Sur le marché des Lices, dès 8h, un curieux personnage en marinière bleu et aux cheveux en bataille se pose au milieu des commerçants. Une chaise, une guitare, et voilà. Rodrigue Pailhès, chanteur de rue, peut démarrer sa journée. Avec sa guitare, il fredonne des paroles de Brassens pour accompagner les premiers clients venus faire leurs emplettes du matin.

À 51 ans, il traîne avec lui une belle réputation dans la capitale bretonne. « Les gens me connaissent bien car je suis chanteur de rue depuis 1993. J’ai commencé quand j’avais 19 ans ! »

Formé à Rennes 2

À l’époque, Rodrigue, qui a passé toute son adolescence en Picardie, vient d’arriver sur Rennes pour des études de musicologie. « J’ai rencontré des musiciens à Rennes 2. Le soir on sortait boire des coups et en même temps on faisait de la musique celtique, du rock, du blues et on chantait. » Il commence à se produire dans la rue en groupe, puis, il y va seul. « La première fois ça fait vachement peur », se remémore Rodrigue. « J’étais rue d’Estrées et cette journée-là, j’avais gagné 300 francs alors qu’à l’époque, je vivais avec 1 000 francs par mois. Ce que je me souviens surtout, c’est de mon simple plaisir de chanter. »

32 ans plus tard, la passion ne l’a pas quitté. « J’adore ce que je fais… J’aime aussi simplement regarder les gens qui passent. Je peux observer une rue pendant 8h et je ne m’ennuie pas. J’essaie d’imaginer à quoi pense un enfant de 3 ans et demi ou une vieille dame qui achète ses poireaux. C’est très vivant en fait, c’est sans doute pour ça que je ne m’en lasse pas. » Pas besoin d’un public fourni. Quelques passants et ça lui suffit.

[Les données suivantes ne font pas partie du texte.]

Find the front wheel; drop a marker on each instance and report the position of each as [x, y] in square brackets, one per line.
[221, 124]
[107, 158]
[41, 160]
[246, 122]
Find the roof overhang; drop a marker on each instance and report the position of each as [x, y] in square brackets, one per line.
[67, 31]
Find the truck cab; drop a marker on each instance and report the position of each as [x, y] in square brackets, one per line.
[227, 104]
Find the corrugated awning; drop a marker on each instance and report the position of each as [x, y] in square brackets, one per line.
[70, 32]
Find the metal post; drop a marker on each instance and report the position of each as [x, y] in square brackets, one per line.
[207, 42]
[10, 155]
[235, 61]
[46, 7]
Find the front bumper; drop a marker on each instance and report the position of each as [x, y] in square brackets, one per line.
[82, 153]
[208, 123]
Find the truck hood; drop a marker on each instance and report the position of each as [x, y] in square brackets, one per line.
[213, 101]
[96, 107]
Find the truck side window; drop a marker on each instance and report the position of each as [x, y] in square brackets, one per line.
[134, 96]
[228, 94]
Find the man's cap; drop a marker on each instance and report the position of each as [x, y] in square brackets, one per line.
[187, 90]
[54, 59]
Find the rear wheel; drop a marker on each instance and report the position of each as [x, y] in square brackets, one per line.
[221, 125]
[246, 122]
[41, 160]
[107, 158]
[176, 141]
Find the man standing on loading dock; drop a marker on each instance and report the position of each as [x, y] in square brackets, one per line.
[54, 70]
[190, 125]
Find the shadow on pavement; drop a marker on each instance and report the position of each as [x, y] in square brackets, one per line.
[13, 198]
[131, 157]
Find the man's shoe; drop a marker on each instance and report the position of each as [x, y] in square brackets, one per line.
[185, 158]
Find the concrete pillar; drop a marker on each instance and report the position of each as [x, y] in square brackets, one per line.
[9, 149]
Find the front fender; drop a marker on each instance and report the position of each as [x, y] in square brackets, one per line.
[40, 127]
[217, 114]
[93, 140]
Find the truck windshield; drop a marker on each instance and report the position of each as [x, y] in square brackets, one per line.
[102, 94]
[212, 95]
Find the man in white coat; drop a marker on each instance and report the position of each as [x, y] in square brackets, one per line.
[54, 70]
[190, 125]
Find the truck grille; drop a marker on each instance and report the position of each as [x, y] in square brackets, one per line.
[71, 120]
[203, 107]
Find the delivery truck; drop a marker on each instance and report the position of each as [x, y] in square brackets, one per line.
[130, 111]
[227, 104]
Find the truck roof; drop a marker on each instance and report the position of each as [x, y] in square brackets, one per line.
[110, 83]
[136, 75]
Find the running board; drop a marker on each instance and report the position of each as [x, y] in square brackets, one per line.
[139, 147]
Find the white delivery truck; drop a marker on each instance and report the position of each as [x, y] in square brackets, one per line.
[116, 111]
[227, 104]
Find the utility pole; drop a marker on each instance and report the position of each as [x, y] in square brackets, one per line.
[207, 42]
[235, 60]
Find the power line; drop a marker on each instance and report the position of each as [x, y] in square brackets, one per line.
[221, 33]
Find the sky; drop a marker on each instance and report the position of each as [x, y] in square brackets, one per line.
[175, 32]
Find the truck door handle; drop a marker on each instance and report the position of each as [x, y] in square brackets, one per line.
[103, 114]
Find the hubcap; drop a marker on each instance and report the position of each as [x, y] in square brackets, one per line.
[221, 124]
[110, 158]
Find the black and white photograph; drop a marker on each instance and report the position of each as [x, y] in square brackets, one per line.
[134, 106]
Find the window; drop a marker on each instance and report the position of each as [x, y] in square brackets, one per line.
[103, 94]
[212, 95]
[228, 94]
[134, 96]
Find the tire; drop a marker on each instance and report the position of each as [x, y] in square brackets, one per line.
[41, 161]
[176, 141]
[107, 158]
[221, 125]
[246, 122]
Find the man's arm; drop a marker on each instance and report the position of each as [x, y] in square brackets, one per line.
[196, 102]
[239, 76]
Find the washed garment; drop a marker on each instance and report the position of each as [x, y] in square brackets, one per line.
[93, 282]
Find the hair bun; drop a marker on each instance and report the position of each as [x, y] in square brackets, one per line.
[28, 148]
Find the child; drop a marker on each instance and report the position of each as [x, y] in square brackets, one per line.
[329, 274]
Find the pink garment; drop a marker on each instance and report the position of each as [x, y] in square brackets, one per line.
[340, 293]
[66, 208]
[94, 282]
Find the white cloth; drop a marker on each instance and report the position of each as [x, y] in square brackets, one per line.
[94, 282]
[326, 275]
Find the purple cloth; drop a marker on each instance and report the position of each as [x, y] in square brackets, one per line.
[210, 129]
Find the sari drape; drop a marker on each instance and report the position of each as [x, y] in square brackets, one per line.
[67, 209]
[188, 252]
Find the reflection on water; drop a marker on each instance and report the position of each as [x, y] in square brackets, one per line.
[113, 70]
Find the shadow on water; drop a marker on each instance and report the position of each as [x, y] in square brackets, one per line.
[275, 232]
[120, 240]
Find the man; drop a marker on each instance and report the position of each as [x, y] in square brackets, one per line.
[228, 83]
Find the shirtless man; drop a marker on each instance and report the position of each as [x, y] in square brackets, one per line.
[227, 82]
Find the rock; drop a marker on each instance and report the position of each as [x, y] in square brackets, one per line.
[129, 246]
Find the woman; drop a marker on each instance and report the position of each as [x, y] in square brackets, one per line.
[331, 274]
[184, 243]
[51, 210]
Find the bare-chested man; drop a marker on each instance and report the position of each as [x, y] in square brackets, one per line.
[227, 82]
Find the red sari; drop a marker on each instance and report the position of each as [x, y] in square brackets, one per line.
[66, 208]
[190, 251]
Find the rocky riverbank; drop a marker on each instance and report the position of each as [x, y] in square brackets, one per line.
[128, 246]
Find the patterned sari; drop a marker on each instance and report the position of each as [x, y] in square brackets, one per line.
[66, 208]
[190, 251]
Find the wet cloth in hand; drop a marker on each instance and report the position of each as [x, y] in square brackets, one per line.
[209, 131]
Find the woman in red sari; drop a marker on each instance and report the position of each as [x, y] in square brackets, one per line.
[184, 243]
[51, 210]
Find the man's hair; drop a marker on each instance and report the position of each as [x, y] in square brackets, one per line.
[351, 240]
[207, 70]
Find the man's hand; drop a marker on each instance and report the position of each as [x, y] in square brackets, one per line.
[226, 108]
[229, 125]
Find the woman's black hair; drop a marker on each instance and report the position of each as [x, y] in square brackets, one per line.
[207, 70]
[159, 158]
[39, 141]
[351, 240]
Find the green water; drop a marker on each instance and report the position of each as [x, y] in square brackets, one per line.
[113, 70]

Rodrigue Pailhes est une figure bien connue des Rennais.Rodrigue Pailhes est une figure bien connue des Rennais. (David Brunet)

Parfois, certaines personnes osent s’arrêter et discuter avec lui. « Ça en laisse beaucoup indifférent mais ce n’est pas grave » rigole-t-il. « Il y a quand même plein de gens qui viennent me voir. Tous ces petits moments, toutes ces petites discussions avec des personnes différentes, c’est ça qui me plaît. »

Un habitué des Lices

À Rennes, Rodrigue traîne sa guitare de rue en rue, changeant toutes les heures car la réglementation le lui impose. « Parfois je triche un peu, je fais une heure et quart au même endroit » souffle-t-il. « Je me pose rue le Bastard, rue Vasselot, rue de Toulouse et tous les samedis au marché des Lices. » Et justement, le marché, il le connaît par cœur après toutes ces années. « Les commerçants, je les vois changer. Il y en a que je connais depuis 30 ans » raconte Rodrigue. « Je me souviens, il y avait le père, le grand-père et même le petit-fils qui venait apprendre le métier. On voit les générations évoluer dans les commerces. »

Et le samedi matin, l’évènement s’est vite imposé comme incontournable dans son agenda. Car toutes les semaines, son public est au rendez-vous.
« Il y a toujours beaucoup de monde au marché, c’est bien mais aussi très énergivore. Quand je reviens des Lices, je suis lessivé ! » s’exclame-t-il. « Je rentre, je mange, je dors. J’arrive au marché à 8h du matin et je rentre chez moi à 14h, sans pauses ! »

Des mauvais souvenirs

Sur le marché des Lices, les bons souvenirs côtoient aussi les mauvais. Rodrigue se souvient des quelques fois où des commerçants, remontés, s’en sont pris à lui. « Parfois, il y en a un qui gueule sous prétexte que je l’embête, puis il commence à monter ses voisins contre moi. Une fois, je m’étais fait virer d’un stand car des gens sont allés parler à la police. C’est moche. »

Malgré tout, le chanteur ne baisse pas les bras et reste fidèle au poste. « Tous les jours faut y aller, faut gagner de l’argent, même s’il y a des jours où je n’ai pas envie d’y aller. Quand on fait les choses avec passion et qu’on sait pourquoi on les fait… on est content de les faire ». Et quand on lui parle d’avenir, Rodrigue nous répond en rigolant : « Je n’ai pas plus de plans maintenant que quand j’avais 20 ans ! ». De cette phrase, comprenez que la musique n’est pas près de s’arrêter sur le marché des Lices.